Jean-Marc Lasgouttes wrote:
"Vincent van Ravesteijn - TNW" <[email protected]> writes:
As far as I understood, there are links to macros stored in a table.
This means that the table says that Macro_x is used in paragraph 10,
position 12 etc. If the document changes, one has to adjust these
numbers as the location might now be paragraph 11, position 12 after a
new paragraph is inserted.

But these links are only needed when a macro is changed, right?
Shouldn't the expensive operation (look over all files) be done on this
occasion only?

It seems to me that there are two (potential) problems. I've made suggestions about this elsewhere in the other thread, but let me repeat them here.

(i) The filesystem checks that are causing the slowdown for Vincent simply don't need to be done as often as they are. The checks are generated by a call to loadIfNeeded().

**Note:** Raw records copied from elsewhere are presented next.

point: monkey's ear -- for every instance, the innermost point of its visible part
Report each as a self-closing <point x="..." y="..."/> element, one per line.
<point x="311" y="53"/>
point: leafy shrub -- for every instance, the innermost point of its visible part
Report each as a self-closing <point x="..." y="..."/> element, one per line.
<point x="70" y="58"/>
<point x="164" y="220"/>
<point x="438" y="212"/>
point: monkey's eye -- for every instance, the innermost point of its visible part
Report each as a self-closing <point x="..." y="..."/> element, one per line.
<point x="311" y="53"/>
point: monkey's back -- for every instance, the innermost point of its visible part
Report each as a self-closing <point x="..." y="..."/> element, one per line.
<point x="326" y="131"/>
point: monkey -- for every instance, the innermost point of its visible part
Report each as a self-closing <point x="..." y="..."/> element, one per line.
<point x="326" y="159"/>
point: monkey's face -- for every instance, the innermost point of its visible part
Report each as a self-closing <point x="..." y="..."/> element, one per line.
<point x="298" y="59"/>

It seems to me that there are only a few occasions when a file could need to be loaded if it wasn't already. E.g., initially; if an InsetInclude has been added or modified; or if the default master has been changed; if a file has been saved under a new name; if a buffer has been closed. So we could have some flag, maybe in the BufferList, that meant: you don't need to check this, nothing has changed. And it could be set and cleared by e.g. InsetInclude constructors. I don't think there are that many cases to consider.

(ii) The updateMacros() call is probably being done too often, and for similar reasons. It must be possible to have a better sense than we apparently do of when it needs to be done, and set and clear a flag that will tell us when it does need to be done. E.g., if a macro is modified; if a paragraph is added or deleted; etc. We do this kind of thing for lots of other purposes, e.g., the FitCursor stuff and the drawing optimizations.

I'd be happy to work on at least the former, if the general idea seems reasonable to people.